Robbie Servais

Personal information
- Date of birth: 8 March 1976 (age 49)
- Place of birth: Maastricht, Netherlands
- Position: Midfielder

Team information
- Current team: MVV Maastricht (assistant) MVV Maastricht (U-21 manager)

Youth career
- 1990–1997: MVV Maastricht

Senior career*
- Years: Team / Apps / (Gls)
- 1997–2003: SV Meerssen
- 2003–2005: Schijndel SBA/Euro [nl]
- 2005–2006: VV Baronie
- 2006–2007: Song Lam Nghe An

Managerial career
- 2009–2010: Vissel Kobe (assistant)
- 2012–2014: Omiya Ardija (youth)
- 2015–2016: Singapore Sports School
- 2017: Singapore U-23 (assistant)
- 2018: Singapore U-19
- 2018: Australia (assistant)
- 2019: Brunei
- 2019–: MVV Maastricht (assistant)
- 2020–: MVV Maastricht (U-21 manager)

= Robbie Servais =

Dutch footballer and manager

Robbie Servais (born 8 March 1976) is a former Dutch footballer and current assistant manager of MVV Maastricht.

==Club career==
Born in Maastricht, Servais was involved in the youth set-up at hometown club MVV Maastricht. Whilst studying at Maastricht University, Servais joined SV Meerssen, playing under Bert van Marwijk. Following a six-year spell at Meerssen, Servais played for Hoofdklasse clubs Schijndel SBA/Euro and VV Baronie. At the end of his career, Servais moved to Vietnam to play for Song Lam Nghe An.

==Managerial career==
In 2018, Servais managed Singapore U19. During the 2018 FIFA World Cup, Servais was a part of former manager Bert van Marwijk's backroom staff for Australia. In May 2019, Servais was appointed manager of Brunei.

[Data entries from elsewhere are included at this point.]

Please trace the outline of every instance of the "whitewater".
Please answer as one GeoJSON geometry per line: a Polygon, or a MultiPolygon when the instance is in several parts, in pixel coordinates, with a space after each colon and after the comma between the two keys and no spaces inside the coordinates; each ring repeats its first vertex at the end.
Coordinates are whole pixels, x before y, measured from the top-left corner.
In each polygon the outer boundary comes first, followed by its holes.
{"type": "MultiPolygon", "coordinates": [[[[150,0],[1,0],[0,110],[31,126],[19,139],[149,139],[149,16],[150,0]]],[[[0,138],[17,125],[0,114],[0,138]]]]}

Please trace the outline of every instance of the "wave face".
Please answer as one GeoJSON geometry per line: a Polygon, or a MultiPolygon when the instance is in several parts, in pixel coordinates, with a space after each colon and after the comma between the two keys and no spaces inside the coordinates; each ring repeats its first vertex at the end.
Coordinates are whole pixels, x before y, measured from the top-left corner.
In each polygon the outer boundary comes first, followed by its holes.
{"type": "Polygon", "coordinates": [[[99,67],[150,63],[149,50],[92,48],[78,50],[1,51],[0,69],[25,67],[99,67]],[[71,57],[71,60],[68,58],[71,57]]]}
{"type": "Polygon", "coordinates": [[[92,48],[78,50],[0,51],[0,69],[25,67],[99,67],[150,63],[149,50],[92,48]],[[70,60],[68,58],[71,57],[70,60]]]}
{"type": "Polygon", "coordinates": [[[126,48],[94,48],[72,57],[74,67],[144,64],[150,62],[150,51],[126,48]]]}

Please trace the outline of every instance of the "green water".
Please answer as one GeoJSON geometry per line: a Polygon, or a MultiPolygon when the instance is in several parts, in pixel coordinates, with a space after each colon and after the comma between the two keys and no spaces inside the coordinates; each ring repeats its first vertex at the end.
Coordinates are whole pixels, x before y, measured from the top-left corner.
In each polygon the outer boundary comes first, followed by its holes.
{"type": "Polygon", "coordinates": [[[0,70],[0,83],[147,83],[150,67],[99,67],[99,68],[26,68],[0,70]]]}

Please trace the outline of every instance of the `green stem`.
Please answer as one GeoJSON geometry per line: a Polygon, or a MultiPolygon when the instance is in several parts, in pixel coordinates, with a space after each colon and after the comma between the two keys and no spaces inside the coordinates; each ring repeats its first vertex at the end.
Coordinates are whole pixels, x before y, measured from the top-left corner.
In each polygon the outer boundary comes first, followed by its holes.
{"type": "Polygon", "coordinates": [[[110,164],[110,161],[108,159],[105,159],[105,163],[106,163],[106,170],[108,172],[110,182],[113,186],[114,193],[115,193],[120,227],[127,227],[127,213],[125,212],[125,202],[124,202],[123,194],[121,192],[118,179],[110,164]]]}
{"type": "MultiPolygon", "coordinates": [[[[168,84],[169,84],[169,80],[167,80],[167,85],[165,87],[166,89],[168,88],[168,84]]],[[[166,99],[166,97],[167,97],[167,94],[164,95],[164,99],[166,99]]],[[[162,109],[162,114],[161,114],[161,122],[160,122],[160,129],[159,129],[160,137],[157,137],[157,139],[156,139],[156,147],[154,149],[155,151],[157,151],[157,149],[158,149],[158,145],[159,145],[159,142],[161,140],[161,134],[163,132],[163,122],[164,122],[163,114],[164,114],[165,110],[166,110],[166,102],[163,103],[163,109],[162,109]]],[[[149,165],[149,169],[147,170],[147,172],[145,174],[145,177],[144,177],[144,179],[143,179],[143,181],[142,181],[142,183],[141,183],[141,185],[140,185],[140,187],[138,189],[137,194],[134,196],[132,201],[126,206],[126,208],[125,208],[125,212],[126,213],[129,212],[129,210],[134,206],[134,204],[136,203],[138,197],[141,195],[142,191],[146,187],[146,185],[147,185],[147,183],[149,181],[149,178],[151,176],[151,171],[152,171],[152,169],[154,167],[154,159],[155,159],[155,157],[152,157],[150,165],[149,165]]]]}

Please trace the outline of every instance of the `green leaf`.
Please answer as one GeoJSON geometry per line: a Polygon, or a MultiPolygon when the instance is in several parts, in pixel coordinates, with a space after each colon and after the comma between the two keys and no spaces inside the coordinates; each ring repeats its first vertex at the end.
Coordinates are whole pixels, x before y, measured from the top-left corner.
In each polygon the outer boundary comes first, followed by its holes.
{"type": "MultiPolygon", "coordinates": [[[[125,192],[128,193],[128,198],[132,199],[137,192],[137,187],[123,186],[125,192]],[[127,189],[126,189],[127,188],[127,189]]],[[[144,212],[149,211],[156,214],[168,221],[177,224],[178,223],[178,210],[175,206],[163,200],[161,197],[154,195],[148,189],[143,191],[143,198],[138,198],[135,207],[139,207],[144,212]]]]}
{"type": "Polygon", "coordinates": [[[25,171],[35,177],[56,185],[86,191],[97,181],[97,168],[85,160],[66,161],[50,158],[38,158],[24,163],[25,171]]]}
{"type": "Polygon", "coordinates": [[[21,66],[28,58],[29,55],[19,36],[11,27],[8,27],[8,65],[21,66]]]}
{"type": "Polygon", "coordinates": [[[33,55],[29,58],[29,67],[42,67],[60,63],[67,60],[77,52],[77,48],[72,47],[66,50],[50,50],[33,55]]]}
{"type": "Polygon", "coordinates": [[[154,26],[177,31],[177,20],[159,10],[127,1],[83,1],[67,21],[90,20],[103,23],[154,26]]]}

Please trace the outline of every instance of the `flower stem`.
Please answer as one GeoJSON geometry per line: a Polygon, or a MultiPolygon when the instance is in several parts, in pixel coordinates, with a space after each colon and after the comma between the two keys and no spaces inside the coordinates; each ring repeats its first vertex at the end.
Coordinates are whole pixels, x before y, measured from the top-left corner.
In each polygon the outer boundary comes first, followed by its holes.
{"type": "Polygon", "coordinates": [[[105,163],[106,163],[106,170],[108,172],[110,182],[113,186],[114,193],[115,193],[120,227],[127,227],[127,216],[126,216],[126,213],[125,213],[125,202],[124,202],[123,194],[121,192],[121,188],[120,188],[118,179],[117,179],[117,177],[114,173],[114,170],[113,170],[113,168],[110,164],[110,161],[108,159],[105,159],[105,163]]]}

In the summer 2019, Servais was appointed assistant manager of Fuat Usta at MVV Maastricht. He also took charge of MVV's U-19 squad from the summer 2020. On 30 March 2021, Servais signed a new two-year deal with MVV, continuing as a part-time first team assistant coach and full-time U-21 manager.